As a proponent, FWP chief Ken McDonald agreed.

McDonald explained that bison hunts in the late ’80s had attracted such negative attention that the Legislature shut them down.

When hunts were again allowed, laws, such as the one Washburn’s bill would change, were passed to avoid criticism and ethical concerns with fair chase hunting.

“We’re now in our eighth year of hunting bison, and we know they can move two to five miles daily,” McDonald said. “There’s no ethical reason not to provide their general location. We’re not taking hunters to bison and saying, ‘Here they are.’”

One of two opponents, Patrick Dougherty of the Bear Creek Council in Gardiner, said hunters shouldn’t need such information because bison are big and slow moving.

“If you can’t find a bison, you shouldn’t need a gun,” Dougherty said.

Meanwhile, over in the Senate Fish and Game Committee, Rep. Kelly Flynn, R-Bozeman, had the satisfaction of watching the committee quickly pass his wolf-hunting bill, HB 73.

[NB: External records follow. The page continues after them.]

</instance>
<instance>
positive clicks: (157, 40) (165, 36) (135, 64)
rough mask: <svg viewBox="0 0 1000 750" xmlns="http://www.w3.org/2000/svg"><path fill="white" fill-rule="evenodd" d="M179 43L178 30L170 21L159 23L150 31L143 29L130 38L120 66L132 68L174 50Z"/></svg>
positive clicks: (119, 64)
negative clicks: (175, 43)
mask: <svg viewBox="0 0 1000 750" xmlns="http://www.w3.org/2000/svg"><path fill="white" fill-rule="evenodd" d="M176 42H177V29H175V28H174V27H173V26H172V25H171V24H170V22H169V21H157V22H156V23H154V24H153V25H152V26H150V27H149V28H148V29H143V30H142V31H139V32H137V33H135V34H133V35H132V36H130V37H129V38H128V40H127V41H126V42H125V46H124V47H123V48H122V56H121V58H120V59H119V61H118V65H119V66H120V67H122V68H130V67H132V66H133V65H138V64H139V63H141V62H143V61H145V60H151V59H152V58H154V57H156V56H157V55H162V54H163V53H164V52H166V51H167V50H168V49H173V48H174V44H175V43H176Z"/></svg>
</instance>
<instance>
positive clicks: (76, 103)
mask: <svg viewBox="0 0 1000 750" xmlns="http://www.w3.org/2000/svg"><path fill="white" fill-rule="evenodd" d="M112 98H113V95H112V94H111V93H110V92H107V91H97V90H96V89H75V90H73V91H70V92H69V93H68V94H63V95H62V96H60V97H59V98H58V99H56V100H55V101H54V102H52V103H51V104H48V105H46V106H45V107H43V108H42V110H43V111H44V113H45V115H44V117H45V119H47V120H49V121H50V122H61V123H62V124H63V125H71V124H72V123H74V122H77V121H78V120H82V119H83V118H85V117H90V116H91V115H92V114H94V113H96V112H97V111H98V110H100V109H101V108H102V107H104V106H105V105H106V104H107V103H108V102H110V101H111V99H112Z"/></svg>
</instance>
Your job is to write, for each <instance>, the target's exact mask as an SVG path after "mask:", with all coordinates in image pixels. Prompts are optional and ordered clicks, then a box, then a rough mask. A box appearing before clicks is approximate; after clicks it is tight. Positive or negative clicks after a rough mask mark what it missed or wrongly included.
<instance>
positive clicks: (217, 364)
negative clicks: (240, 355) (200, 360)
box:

Flynn carried the bill for the FWP, which had requested adding the use of electronic wolf calls, a reduction in the cost of nonresident wolf licenses and allowing hunters to buy more than one license.
The bill was amended to prohibit the FWP Commission from closing hunting in areas around national parks unless they established a quota for those areas.

With that change, the bill passed the House on Jan. 24 with only three votes opposed.

Flynn made those points to the Senate committee and pointed out it was a bipartisan bill and proposed that a Democrat present the bill on the Senate floor.

“This is a bill that has been supported on both sides as something that will work in the middle,” Flynn said. “It retains the wolf as a valued animal but it gives us the tools to manage it.”

Before the vote, Sen. Fred Thomas, R-Stevensville, said snaring should be added as a tool, but other members said the bill should be passed as is.

With that, they passed the bill unanimously.

Flynn said Sen. Mike Phillips, D-Bozeman, had agreed to carry the bill, but Chair John Brenden insisted that he would carry the bill to the floor this week.